Über andere wichtige Fragen (Araberfrage, Frage
der landwirtschaftlichen Betriebe, Bedingungen der Erbpacht und anderes)
wollen wir uns erst hier noch unterhalten, bevor wir an Sie mit der Bitte um
Ihren Rat auch in diesen Dingen herantreten.
Ich hoffe, dass sie bei all Ihrer Inanspruchnahme
in diesen Tagen und Wochen in München vielleicht doch Zeit finden werden,
uns unsere Fragen zu beantworten und danke Ihnen in unser aller Namen.

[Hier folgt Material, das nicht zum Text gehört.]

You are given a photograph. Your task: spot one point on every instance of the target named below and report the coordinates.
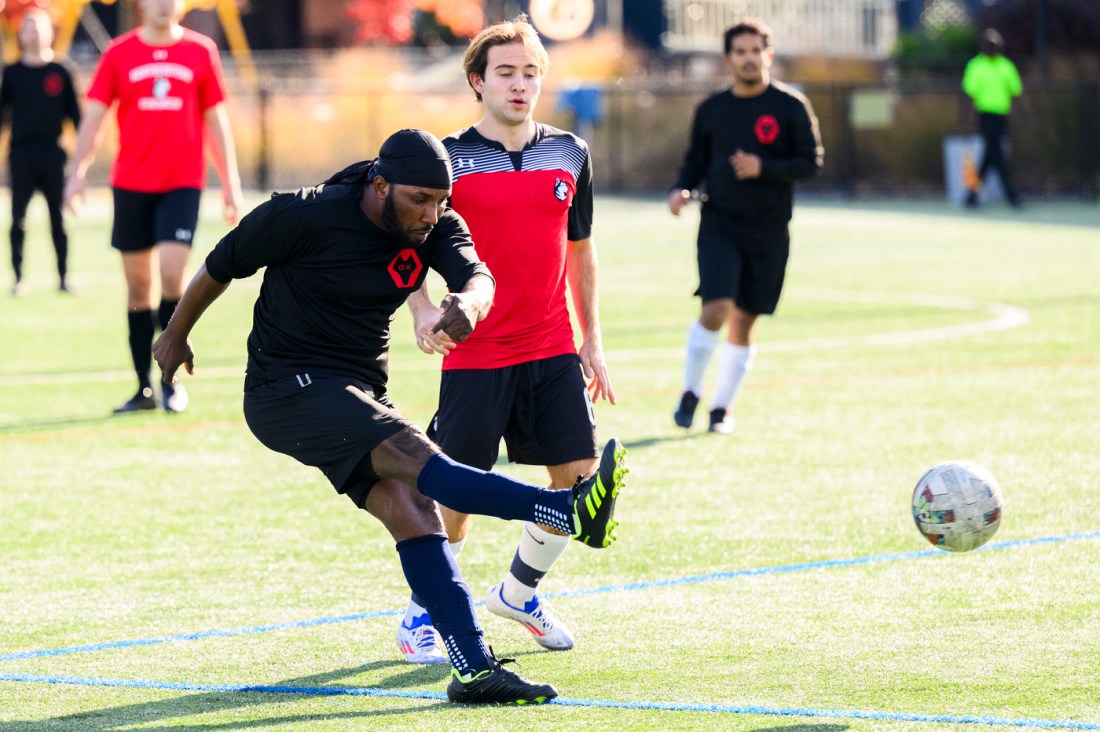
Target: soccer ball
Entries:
(957, 505)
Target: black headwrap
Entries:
(414, 157)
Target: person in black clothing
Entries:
(749, 143)
(36, 94)
(341, 258)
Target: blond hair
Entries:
(518, 30)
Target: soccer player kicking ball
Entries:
(341, 258)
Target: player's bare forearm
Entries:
(582, 271)
(173, 349)
(462, 310)
(425, 317)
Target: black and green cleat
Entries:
(497, 686)
(594, 498)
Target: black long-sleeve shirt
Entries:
(333, 281)
(37, 99)
(780, 127)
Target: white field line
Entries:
(1001, 317)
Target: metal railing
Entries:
(848, 29)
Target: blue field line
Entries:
(629, 587)
(601, 703)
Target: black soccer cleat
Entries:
(685, 413)
(594, 498)
(174, 397)
(722, 422)
(497, 686)
(140, 402)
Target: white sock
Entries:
(734, 364)
(701, 345)
(415, 609)
(538, 550)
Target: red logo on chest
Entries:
(767, 129)
(53, 84)
(405, 268)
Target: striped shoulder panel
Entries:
(557, 151)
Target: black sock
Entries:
(141, 345)
(469, 490)
(435, 578)
(164, 313)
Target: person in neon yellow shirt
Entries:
(991, 80)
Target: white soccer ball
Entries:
(957, 505)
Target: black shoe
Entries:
(594, 498)
(140, 402)
(722, 422)
(685, 413)
(174, 397)
(497, 686)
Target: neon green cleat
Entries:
(594, 498)
(497, 686)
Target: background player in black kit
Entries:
(36, 96)
(749, 143)
(339, 259)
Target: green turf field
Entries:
(168, 571)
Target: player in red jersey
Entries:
(167, 85)
(525, 190)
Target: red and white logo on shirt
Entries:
(767, 129)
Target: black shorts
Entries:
(143, 219)
(747, 269)
(541, 408)
(331, 423)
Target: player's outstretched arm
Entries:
(464, 309)
(582, 272)
(173, 349)
(425, 317)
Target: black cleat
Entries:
(174, 397)
(140, 402)
(722, 422)
(497, 686)
(594, 498)
(685, 413)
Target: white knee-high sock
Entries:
(538, 550)
(701, 345)
(734, 364)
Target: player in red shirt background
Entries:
(525, 190)
(167, 87)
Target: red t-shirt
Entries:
(163, 93)
(521, 208)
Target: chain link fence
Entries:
(294, 129)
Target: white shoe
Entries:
(419, 643)
(548, 631)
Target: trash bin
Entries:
(960, 151)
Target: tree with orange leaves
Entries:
(393, 21)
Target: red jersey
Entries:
(523, 209)
(163, 93)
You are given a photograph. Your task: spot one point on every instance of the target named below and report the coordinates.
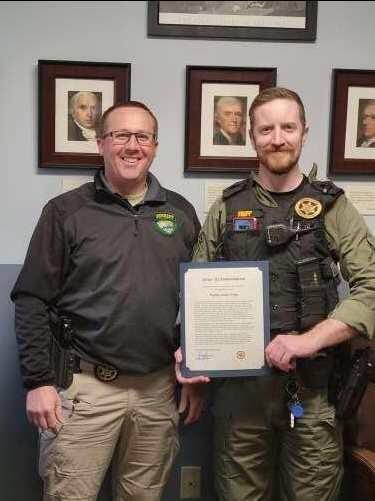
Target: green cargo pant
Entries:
(258, 457)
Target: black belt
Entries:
(104, 373)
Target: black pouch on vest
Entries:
(311, 292)
(315, 372)
(62, 357)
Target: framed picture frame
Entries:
(288, 21)
(72, 97)
(352, 148)
(217, 123)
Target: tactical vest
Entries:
(303, 273)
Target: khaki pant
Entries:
(132, 420)
(259, 458)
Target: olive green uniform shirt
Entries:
(348, 238)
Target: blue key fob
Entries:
(296, 410)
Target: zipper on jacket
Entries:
(135, 233)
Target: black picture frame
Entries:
(198, 78)
(155, 28)
(74, 76)
(353, 90)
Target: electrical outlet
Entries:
(190, 482)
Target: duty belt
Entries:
(104, 373)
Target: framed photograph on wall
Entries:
(352, 122)
(217, 123)
(72, 97)
(288, 21)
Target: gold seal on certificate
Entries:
(225, 318)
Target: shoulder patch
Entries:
(235, 188)
(327, 187)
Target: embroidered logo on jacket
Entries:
(165, 223)
(308, 208)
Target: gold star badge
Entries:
(308, 208)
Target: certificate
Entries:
(225, 323)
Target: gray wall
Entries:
(116, 31)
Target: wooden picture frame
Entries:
(352, 148)
(286, 21)
(72, 96)
(210, 90)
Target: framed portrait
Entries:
(217, 119)
(72, 97)
(352, 122)
(289, 21)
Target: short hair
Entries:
(100, 127)
(73, 100)
(228, 100)
(272, 93)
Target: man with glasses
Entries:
(105, 256)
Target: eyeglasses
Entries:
(123, 137)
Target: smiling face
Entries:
(126, 166)
(278, 135)
(368, 121)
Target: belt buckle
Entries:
(106, 374)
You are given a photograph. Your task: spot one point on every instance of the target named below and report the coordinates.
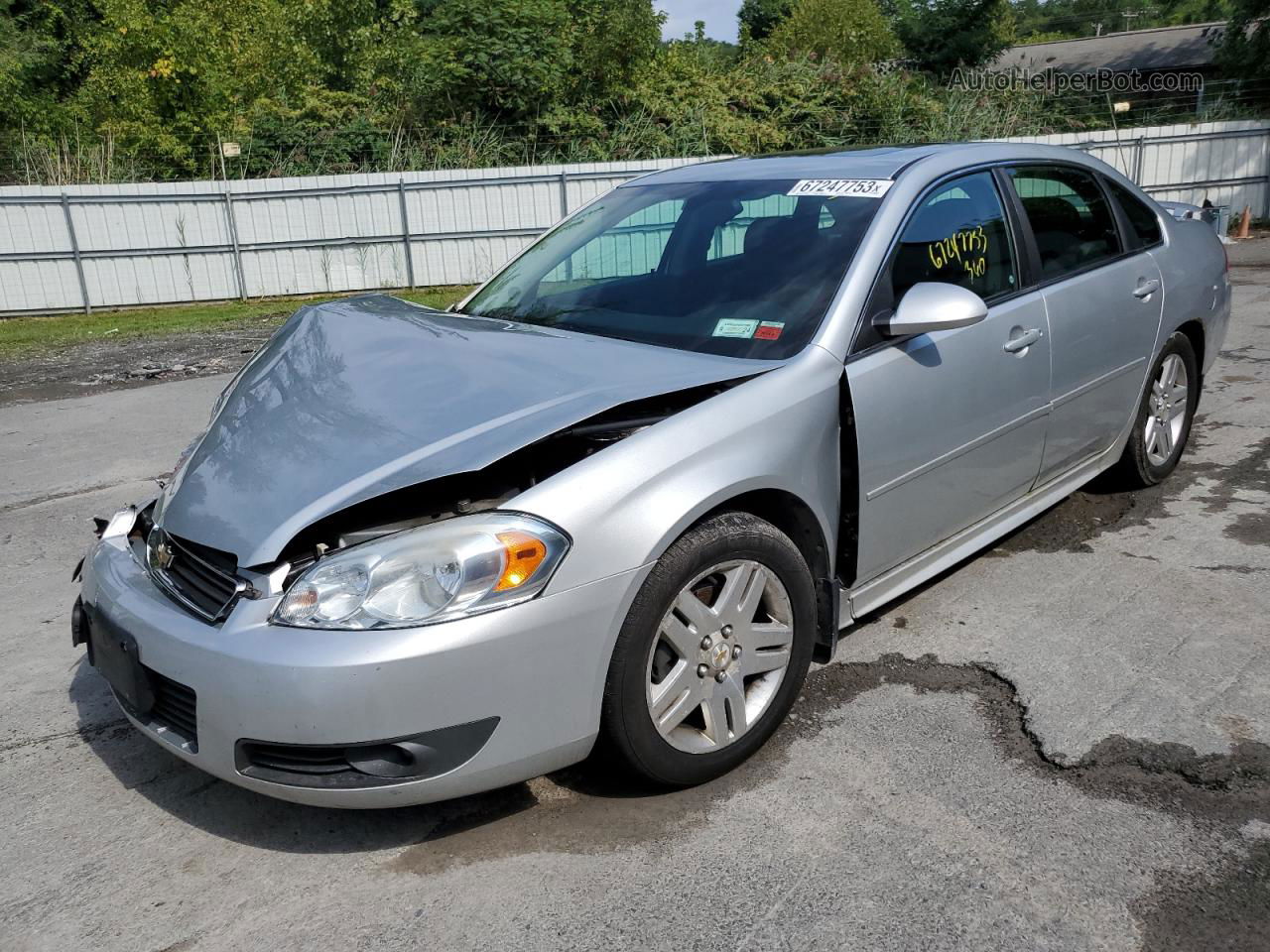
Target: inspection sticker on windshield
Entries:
(734, 327)
(842, 188)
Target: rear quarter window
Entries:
(1142, 221)
(1070, 217)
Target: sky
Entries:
(720, 17)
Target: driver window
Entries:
(957, 235)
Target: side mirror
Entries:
(933, 304)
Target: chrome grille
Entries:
(198, 579)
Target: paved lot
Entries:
(1060, 746)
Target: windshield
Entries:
(735, 268)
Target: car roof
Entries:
(870, 163)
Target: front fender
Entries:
(626, 504)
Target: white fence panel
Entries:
(163, 243)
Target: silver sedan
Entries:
(622, 495)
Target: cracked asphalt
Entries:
(1062, 744)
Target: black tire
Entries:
(627, 735)
(1134, 468)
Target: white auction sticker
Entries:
(842, 188)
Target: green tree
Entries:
(1243, 51)
(758, 18)
(611, 41)
(942, 35)
(431, 59)
(846, 31)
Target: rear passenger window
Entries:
(1142, 220)
(1069, 214)
(957, 235)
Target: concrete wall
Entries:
(162, 243)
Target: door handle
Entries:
(1146, 289)
(1023, 341)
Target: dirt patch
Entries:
(592, 809)
(1084, 516)
(134, 362)
(1250, 529)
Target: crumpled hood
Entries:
(366, 395)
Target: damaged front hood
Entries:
(357, 398)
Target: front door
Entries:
(951, 425)
(1103, 309)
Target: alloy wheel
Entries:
(1166, 412)
(719, 656)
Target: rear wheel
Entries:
(712, 653)
(1164, 420)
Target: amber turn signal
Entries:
(525, 553)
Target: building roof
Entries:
(1159, 49)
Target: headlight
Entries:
(431, 574)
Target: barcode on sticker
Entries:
(842, 188)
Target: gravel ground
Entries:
(1061, 744)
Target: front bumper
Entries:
(539, 667)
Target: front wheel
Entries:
(1164, 420)
(712, 653)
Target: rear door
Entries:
(1102, 294)
(951, 424)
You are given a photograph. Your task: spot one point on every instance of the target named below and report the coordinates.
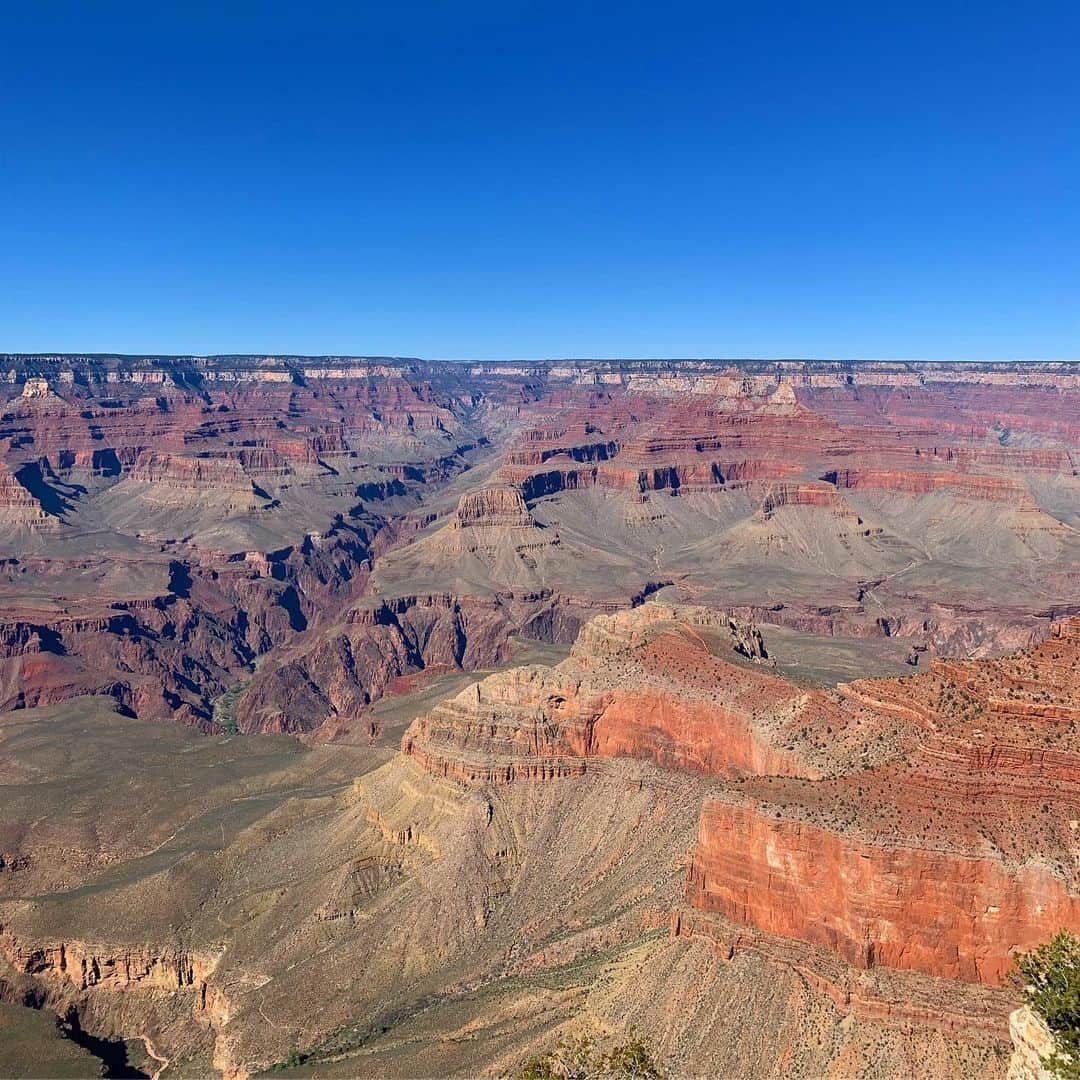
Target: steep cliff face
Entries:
(644, 684)
(838, 824)
(945, 914)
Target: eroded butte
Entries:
(408, 716)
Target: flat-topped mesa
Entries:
(942, 913)
(493, 507)
(645, 684)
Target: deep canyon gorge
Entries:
(403, 717)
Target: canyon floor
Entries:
(372, 717)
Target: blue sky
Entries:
(542, 179)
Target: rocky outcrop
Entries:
(493, 507)
(838, 826)
(1031, 1043)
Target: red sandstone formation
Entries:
(277, 485)
(925, 823)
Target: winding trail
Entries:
(153, 1053)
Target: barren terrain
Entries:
(401, 717)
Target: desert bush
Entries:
(581, 1058)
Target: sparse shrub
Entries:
(581, 1058)
(1050, 980)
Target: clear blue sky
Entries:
(541, 179)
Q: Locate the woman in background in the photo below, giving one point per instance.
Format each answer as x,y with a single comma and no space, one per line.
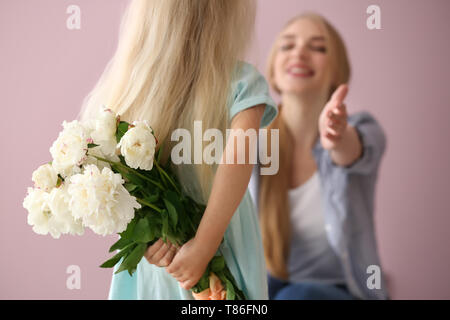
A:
316,213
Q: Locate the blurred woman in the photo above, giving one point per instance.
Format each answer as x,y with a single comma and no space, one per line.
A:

Mit den besten Grüssen und Wünschen bin ich
Ihr
gez. Nahum Goldmann"
"Lieber
Herr Goldmann,
Buber hat mir noch nicht geschrieben. Jedenfalls
nehme ich gern an der Konferenz in München teil. Wenn es geht, möchte ich
die Entscheidung, ob ich auch nach Berlin zum Delegiertentag gehen kann,
erst zur Zeit der Münchner Konferenz fällen; es sind der Unbestimmtheiten,
von denen ich abhänge, zu viele.
Ihre Fragen wollen wir gemeinsam auf der
Konferenz zu lösen versuchen; jedenfalls will ich jetzt keine Antworten
geben, sondern die Fragen nennen, die noch zu Ihren Fragen dazugehören.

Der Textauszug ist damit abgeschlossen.